Fed research does not find hidden labor market slack restraining wage growth
Despite substantial and ongoing improvement in labor market conditions during the recent expansion, wage growth appeared to be modest relative to the degree of labor market tightening. This observation led to concerns about workers’ ability to realize meaningful real wage growth even when labor markets are relatively strong, as well as questions about a weakened relationship between wage growth and the unemployment rate.
This Economic Commentary takes a close look at the aggregation methods used to construct wage measures and that demonstrates that average hourly earnings (AHE) growth reflects disproportionately the profile of high-earning workers who typically display lower and less cyclically sensitive wage growth.
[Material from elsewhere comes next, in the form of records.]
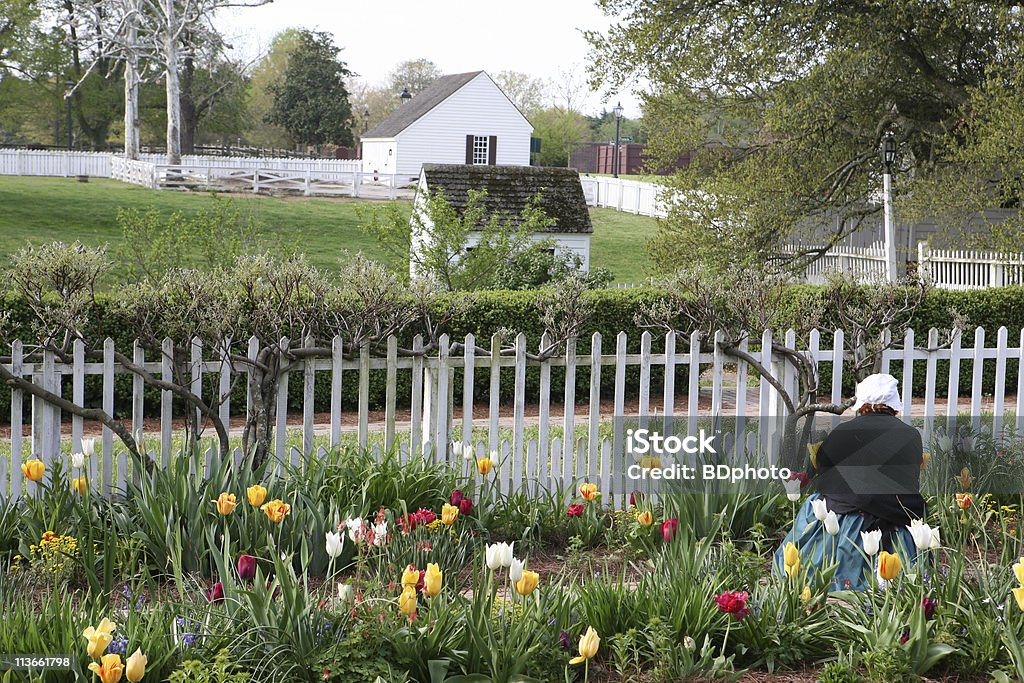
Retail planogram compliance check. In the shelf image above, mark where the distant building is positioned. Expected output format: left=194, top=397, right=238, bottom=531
left=410, top=164, right=594, bottom=278
left=362, top=71, right=534, bottom=179
left=569, top=142, right=690, bottom=175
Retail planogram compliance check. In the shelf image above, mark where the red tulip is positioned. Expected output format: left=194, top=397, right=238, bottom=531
left=206, top=581, right=224, bottom=604
left=239, top=555, right=256, bottom=581
left=715, top=591, right=751, bottom=621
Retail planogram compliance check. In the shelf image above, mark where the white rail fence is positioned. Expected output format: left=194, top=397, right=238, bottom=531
left=0, top=150, right=416, bottom=199
left=581, top=175, right=668, bottom=218
left=918, top=242, right=1024, bottom=290
left=0, top=328, right=1024, bottom=503
left=781, top=242, right=1024, bottom=290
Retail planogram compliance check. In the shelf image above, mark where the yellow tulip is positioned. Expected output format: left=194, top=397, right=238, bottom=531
left=82, top=617, right=118, bottom=659
left=71, top=477, right=89, bottom=496
left=569, top=626, right=601, bottom=664
left=1014, top=557, right=1024, bottom=586
left=22, top=459, right=46, bottom=481
left=515, top=569, right=541, bottom=595
left=1013, top=586, right=1024, bottom=611
left=398, top=586, right=416, bottom=616
left=401, top=564, right=420, bottom=588
left=89, top=654, right=125, bottom=683
left=214, top=492, right=237, bottom=517
left=423, top=562, right=444, bottom=598
left=260, top=499, right=292, bottom=522
left=782, top=543, right=800, bottom=578
left=125, top=647, right=150, bottom=683
left=441, top=503, right=459, bottom=526
left=879, top=550, right=903, bottom=581
left=246, top=483, right=266, bottom=508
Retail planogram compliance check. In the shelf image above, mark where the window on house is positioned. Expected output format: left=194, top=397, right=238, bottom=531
left=473, top=135, right=490, bottom=166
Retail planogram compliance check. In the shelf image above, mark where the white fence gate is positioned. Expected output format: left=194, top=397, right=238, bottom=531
left=0, top=328, right=1024, bottom=504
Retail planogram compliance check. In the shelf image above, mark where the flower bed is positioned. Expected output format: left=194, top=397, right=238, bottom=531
left=6, top=444, right=1024, bottom=683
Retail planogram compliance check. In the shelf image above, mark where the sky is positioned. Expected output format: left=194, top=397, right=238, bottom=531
left=217, top=0, right=640, bottom=118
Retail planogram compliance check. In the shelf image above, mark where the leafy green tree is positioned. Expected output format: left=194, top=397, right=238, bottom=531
left=588, top=0, right=1022, bottom=270
left=243, top=29, right=302, bottom=147
left=265, top=30, right=352, bottom=145
left=388, top=58, right=441, bottom=95
left=530, top=106, right=591, bottom=166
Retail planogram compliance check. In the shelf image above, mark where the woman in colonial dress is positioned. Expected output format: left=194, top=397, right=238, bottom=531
left=774, top=375, right=938, bottom=591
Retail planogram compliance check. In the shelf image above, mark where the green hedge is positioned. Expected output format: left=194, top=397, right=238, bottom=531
left=0, top=286, right=1024, bottom=422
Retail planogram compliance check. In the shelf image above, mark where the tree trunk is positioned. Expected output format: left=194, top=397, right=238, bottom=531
left=179, top=57, right=199, bottom=155
left=163, top=0, right=181, bottom=166
left=125, top=0, right=139, bottom=161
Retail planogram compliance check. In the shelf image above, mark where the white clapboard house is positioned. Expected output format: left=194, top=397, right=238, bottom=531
left=410, top=164, right=594, bottom=279
left=362, top=71, right=534, bottom=180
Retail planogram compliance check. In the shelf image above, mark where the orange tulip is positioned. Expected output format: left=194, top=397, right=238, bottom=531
left=879, top=550, right=903, bottom=581
left=260, top=499, right=292, bottom=522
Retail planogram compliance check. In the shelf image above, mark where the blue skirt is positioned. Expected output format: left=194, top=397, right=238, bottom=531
left=772, top=494, right=918, bottom=591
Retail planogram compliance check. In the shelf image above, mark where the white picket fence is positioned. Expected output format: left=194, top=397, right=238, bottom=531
left=918, top=242, right=1024, bottom=290
left=580, top=175, right=668, bottom=218
left=0, top=328, right=1024, bottom=503
left=780, top=245, right=886, bottom=285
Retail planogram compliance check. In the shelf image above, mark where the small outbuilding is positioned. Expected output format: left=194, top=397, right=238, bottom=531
left=410, top=164, right=594, bottom=279
left=362, top=71, right=534, bottom=180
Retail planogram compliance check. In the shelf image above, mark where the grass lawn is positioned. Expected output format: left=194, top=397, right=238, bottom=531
left=0, top=176, right=655, bottom=283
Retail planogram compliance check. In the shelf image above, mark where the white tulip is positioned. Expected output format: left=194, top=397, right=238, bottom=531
left=509, top=557, right=525, bottom=584
left=906, top=519, right=932, bottom=550
left=860, top=529, right=882, bottom=557
left=811, top=498, right=828, bottom=522
left=324, top=531, right=345, bottom=559
left=825, top=510, right=839, bottom=536
left=485, top=542, right=515, bottom=571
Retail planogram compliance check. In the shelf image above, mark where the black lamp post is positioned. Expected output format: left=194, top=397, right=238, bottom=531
left=879, top=133, right=896, bottom=283
left=611, top=102, right=623, bottom=178
left=65, top=81, right=76, bottom=151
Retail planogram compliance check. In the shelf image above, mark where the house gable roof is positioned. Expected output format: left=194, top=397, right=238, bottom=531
left=362, top=71, right=483, bottom=139
left=415, top=164, right=594, bottom=234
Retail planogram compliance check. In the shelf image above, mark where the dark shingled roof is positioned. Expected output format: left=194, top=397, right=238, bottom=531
left=423, top=164, right=594, bottom=234
left=362, top=71, right=483, bottom=139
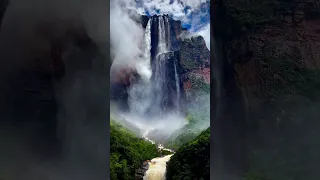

Using data from the Current Population Survey (CPS), researchers Michael Morris, formerly of the Dallas Fed, Robert Rich of the Cleveland Fed, and Joseph Tracy of the Dallas Fed adopt a different aggregation method and compute wage growth as the average of individuals’ wage growth.
“The analysis indicates that the CPS measure of average wage growth is significantly higher than AHE growth and that it displays a more meaningful nonlinear relationship with the Congressional Budget Office’s unemployment gap,” say the researchers. “Our findings do not support the claim that there was hidden labor market slack restraining wage growth during the recent expansion.”